Accident-only average premiums
- Annual: $218.13
- Monthly: $18.17
- Annual: $133.61
- Monthly: $11.13
Accident and illness average premiums
- Annual: $594.15
- Monthly: $49.51
- Annual: $341.81
- Monthly: $28.48
How to select the right pet insurance when dealing with pre-existing conditions
Not all pet insurance companies cover even curable pre-existing conditions. The first step is to find an insurer that does. It is important to understand what pre-existing conditions a pet insurance company classifies as curable or incurable. Once you have narrowed down your list of insurers to those that will cover a certain condition, the next step will be to compare the different types of coverage offered and get price quotes for policies. If you have a pet with pre-existing conditions, it is important to take good care of them to ensure they stay healthy. Keep up to date with vet check-ups and vaccinations, and offer good nutrition and exercise.
Getting pet insurance early on can minimize the potential that your pet develops a pre-existing condition that will not be covered. The earlier you cover your pet, the more peace of mind you will have. Enrolling your pet in a policy while they’re still healthy will improve their chances of being fully covered if something happens down the road.
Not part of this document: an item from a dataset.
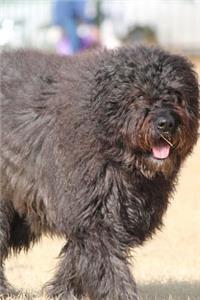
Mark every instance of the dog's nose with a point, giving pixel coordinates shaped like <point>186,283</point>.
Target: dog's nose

Even if your pet has a pre-existing condition, your pet is still eligible for pet insurance and any pre-existing condition should not stop you from considering coverage for other potential medical conditions that may happen later.
Pet insurance is structured similarly to health insurance for humans. They both include annual premiums, deductibles, annual limits, and copays. Pet insurance companies also have different riders that you can add, as well as additional coverage options. When considering pet insurance companies, be sure to compare the reputation, stability, customer service, and the claims process for each insurer.